The Devil in the White City draws the reader into a time of magic and majesty, made all the more appealing by a supporting cast of real-life characters, including Buffalo Bill, Theodore Dreiser, Susan B. Anthony, Thomas Edison, Archduke Francis Ferdinand, and others. Erik Larson’s gifts as a storyteller are magnificently displayed in this rich narrative of the master builder, the killer, and the great fair that obsessed them both.
What first interested me in this book was H.H. Holmes. I’m a sucker for a serial killer, and what’s more interesting than the man who was one of America’s first?

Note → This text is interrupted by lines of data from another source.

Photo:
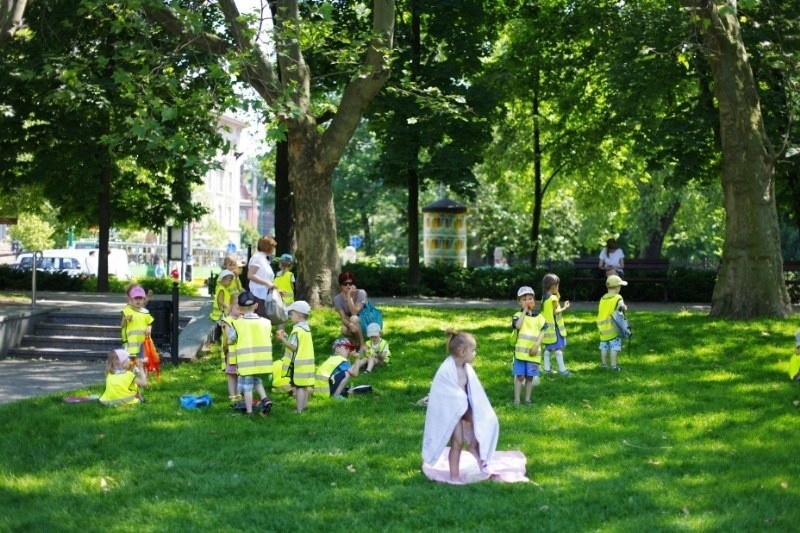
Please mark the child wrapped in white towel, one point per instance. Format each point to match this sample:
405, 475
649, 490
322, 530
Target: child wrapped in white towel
459, 410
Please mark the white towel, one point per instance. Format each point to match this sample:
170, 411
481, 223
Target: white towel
447, 403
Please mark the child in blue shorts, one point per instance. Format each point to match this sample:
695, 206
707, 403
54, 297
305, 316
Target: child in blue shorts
529, 329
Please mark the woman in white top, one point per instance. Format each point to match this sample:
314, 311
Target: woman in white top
612, 259
260, 273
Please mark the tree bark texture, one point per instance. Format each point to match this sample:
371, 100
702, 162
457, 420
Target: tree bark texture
317, 252
313, 154
750, 282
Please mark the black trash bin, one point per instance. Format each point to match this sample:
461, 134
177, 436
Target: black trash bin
161, 310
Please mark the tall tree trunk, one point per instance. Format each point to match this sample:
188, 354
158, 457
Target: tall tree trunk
11, 13
317, 251
104, 213
413, 231
750, 282
538, 191
414, 274
284, 200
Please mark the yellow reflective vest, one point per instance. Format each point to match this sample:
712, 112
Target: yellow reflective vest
133, 332
552, 320
216, 310
253, 348
121, 389
325, 373
304, 369
284, 280
526, 338
230, 356
608, 304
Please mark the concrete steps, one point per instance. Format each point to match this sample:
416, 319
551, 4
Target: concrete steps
82, 336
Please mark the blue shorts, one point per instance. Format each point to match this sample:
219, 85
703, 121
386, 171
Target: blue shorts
247, 383
529, 369
614, 345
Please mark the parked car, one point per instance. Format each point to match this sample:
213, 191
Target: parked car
69, 265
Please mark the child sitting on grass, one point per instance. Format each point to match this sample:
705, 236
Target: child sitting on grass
123, 380
377, 348
459, 410
334, 374
610, 341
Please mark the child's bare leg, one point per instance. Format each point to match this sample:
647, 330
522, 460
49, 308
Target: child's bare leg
248, 401
232, 385
302, 398
454, 457
342, 385
560, 361
517, 388
261, 391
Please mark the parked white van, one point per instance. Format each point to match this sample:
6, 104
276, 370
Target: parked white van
76, 262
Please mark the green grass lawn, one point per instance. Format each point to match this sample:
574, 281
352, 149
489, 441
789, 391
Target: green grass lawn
698, 432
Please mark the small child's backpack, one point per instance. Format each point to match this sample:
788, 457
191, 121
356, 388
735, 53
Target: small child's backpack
620, 322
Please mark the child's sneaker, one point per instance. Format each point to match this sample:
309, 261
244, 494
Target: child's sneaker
266, 406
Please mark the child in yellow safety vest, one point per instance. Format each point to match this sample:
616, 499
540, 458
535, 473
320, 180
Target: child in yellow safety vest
137, 322
334, 374
610, 341
555, 336
250, 342
302, 370
123, 379
530, 329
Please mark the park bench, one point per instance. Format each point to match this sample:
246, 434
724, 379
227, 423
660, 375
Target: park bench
637, 270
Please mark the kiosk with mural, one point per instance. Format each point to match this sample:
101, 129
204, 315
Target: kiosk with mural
445, 233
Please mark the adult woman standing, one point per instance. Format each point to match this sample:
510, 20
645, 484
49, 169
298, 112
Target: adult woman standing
612, 259
260, 273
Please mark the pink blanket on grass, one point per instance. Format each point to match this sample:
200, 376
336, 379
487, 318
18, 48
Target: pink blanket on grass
505, 467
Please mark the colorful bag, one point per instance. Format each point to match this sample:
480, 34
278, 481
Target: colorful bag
152, 361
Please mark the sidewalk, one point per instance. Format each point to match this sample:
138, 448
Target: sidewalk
21, 379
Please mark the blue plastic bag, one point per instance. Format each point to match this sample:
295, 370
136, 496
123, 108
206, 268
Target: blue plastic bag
370, 314
190, 401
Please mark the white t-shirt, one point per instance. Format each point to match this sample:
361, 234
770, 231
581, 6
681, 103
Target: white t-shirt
613, 259
264, 271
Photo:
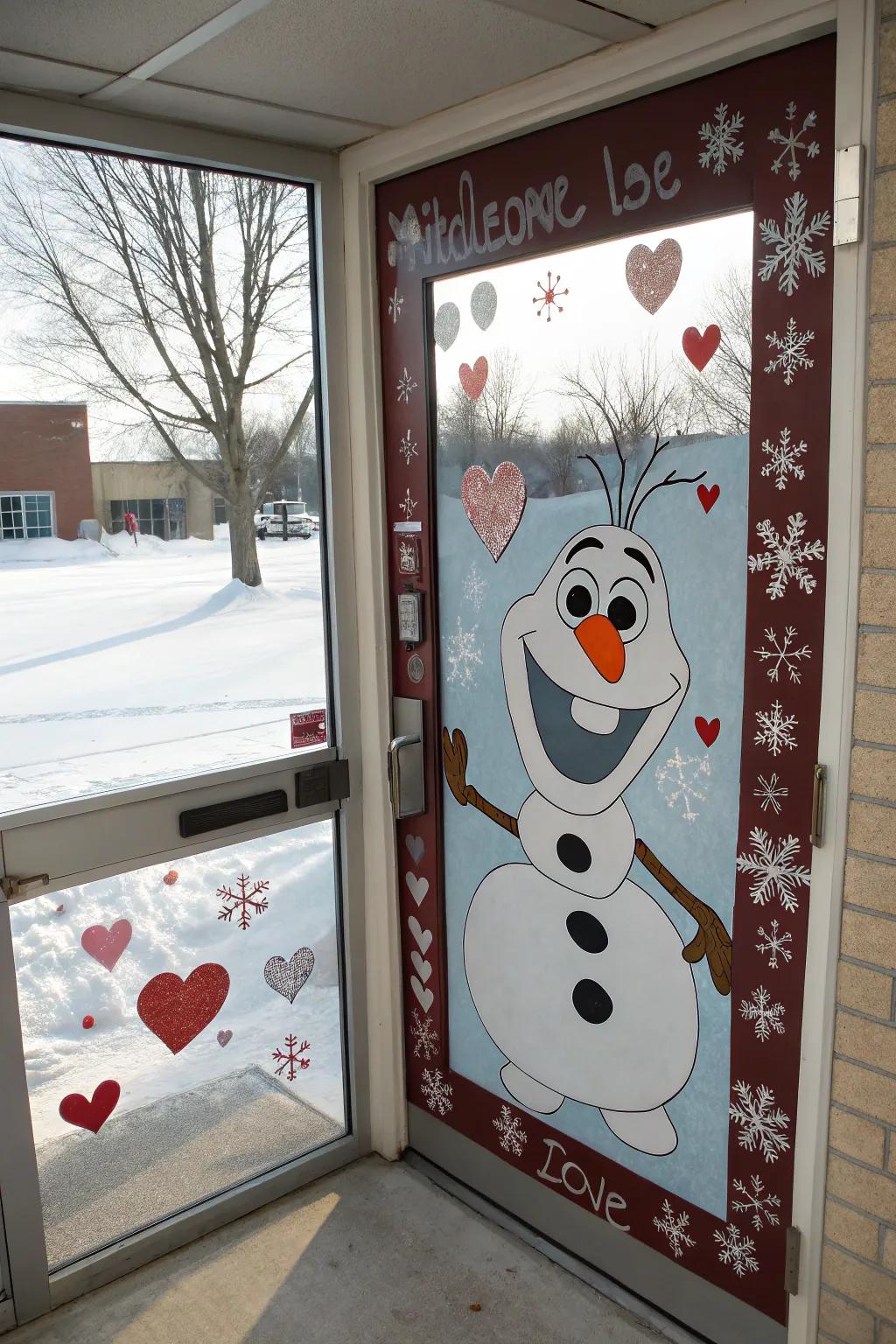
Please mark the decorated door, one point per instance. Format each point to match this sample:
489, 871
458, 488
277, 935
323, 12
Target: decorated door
606, 376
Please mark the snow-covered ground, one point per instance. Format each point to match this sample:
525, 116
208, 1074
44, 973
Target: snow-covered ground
124, 664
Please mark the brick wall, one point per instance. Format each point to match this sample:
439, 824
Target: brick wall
46, 448
858, 1268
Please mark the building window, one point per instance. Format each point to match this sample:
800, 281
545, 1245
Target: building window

Holmes was an extremely smart and clever man, able to pull off con after con for years to not only acquire victims, but money and property. He built his own house of horrors under the nose of other people who not only worked in the building, but lived there. By the time the authorities caught up with him, mostly by luck, he had killed 27 people that they knew about. The real number could be hundreds.
But Holmes isn’t the real star of this book, and that was the biggest surprise. I ended up being much more enthralled by the story of the World’s Fair than in Holmes story. The book follows the fair from it’s earliest planning stages to the bitter end. It’s really amazing the things that became popular because of this fair. It was a big reason why Tesla’s A.C. won out over Edison’s D.C.. The Ferris Wheel was invented. The largest buildings of the time were built. It’s when the term "midway" was coined. Food products like Cracker Jack, Juicy Fruit, and Shredded Wheat were introduced. And there was so much more; it really was an amazing event for the country.
Unfortunately, because the book is straight non-fiction, rather than creative non-fiction, it can get a little dry in places. There’s really only so many times you need to tell me that the landscape designer (who, by the way, also designed Central Park and the grounds of the Biltmore), was extremely particular. Beyond that, I found it to be a very interesting piece of history.